Figure 9-2 Netbook launcher default
The netbook launcher uses the same categories for applications as the standard Ubuntu menu, so finding an application is still easy. For those applications you use all the time, you can right-click the icon and select add to favorites to add it to the Favorites menu (Figure 9-3).
Figure 9-3 Adding an icon to Favorites for easy access later
Using the 2D Launcher
If you are finding the 3D launcher a bit slow on an older computer, the creators of Ubuntu Netbook Edition have created something just for you. Designed for use on older computers and the new advanced RISC machine (ARM)-based netbooks, which lack 3D graphics hardware, the 2D launcher uses the Enlightenment Foundation Libraries to emulate the look of the main launcher without the resource issues. To use this version of the launcher, you need to change your session type. On the login screen at the bottom, there is a menu titled Session, which brings up a drop-down list.
On that list is the 2D launcher. Select that option, then log in normally (Figure 9-4).

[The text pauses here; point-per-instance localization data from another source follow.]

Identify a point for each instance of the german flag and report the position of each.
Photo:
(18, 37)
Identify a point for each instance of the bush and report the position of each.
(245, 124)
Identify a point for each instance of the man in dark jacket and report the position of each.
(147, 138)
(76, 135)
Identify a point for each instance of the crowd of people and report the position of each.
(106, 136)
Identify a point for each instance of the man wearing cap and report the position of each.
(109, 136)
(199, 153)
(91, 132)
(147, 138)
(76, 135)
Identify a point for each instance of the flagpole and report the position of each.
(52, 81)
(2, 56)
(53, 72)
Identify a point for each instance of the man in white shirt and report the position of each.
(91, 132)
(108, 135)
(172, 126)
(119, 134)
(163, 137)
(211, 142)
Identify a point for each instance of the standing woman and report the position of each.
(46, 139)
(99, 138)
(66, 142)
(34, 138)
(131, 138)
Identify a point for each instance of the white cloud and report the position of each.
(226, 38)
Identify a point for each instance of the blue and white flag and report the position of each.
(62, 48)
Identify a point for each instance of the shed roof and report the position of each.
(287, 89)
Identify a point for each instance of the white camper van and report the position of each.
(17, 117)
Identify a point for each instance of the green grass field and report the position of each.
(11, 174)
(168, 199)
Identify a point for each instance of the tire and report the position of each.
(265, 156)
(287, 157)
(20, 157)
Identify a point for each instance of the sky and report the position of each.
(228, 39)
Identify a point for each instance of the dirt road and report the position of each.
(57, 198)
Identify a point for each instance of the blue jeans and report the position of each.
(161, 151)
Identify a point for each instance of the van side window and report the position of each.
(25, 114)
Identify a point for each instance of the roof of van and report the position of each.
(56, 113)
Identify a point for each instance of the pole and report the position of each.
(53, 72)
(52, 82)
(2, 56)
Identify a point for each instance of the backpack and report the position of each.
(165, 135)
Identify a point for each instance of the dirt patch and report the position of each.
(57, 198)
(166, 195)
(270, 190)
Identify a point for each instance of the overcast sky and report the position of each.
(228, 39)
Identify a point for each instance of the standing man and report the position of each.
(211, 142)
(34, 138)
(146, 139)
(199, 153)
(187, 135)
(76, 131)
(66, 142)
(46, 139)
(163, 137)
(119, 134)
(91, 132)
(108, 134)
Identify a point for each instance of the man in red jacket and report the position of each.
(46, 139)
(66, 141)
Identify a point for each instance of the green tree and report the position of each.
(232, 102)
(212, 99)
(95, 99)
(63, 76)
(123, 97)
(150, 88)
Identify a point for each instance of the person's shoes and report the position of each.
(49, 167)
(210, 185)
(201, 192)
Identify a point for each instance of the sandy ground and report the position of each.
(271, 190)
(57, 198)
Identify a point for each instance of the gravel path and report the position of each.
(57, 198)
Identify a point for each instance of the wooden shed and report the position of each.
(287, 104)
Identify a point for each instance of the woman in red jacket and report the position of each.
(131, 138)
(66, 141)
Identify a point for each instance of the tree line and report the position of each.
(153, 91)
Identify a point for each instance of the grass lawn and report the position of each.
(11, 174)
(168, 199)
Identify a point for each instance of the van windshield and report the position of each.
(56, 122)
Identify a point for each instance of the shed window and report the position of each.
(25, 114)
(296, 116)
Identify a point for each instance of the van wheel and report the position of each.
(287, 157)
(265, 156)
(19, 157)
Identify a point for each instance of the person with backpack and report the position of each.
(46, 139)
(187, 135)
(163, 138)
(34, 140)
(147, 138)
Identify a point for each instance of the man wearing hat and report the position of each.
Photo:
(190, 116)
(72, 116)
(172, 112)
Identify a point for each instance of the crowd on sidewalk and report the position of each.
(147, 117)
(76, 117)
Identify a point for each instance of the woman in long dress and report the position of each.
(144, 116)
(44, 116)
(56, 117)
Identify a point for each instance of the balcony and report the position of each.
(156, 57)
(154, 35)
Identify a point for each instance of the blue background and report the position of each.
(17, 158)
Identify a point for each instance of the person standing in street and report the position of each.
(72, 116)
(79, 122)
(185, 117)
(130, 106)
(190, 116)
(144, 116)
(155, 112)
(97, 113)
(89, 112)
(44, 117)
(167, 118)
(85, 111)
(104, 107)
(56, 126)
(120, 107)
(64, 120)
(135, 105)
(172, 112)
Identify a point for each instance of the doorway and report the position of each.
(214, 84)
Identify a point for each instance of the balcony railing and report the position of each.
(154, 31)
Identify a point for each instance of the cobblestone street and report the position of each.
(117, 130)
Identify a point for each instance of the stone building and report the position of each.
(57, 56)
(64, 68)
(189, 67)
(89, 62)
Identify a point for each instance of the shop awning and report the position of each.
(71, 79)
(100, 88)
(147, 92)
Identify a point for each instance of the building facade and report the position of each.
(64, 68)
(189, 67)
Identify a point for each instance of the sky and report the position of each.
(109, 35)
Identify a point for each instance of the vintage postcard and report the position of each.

Figure 9-4 The session selection window with 2D launcher selected
After you log in, you will see a fairly familiar setting with the launcher and the categories but a few differences.
The first major difference is the lack of the go-home applet in the upper left and maximus, which keeps windows maximized. In their place is the standard panel with the drop-down menus. To bring up the desktop launcher, you can use the Show Desktop button in the lower right, just as with the standard Ubuntu desktop.
To add a favorite, right-click on the icon and then select the Add to Favorites option. If it works, you will see a notification in the upper right telling you it has been added (Figure 9-5).
Figure 9-5 Adding to favorites
The 2D launcher does two things that the 3D launcher doesn't do. First, it tells you what programs are already running. Look for the little spinning wheel on the upper right of the icon (Figure 9-6). This will show for each running program with a menu entry.
Figure 9-6 Wheel showing running applications
Second, the launcher includes recently used files on the Files view, so you can quickly launch your current work without going through the menus (Figure 9-7).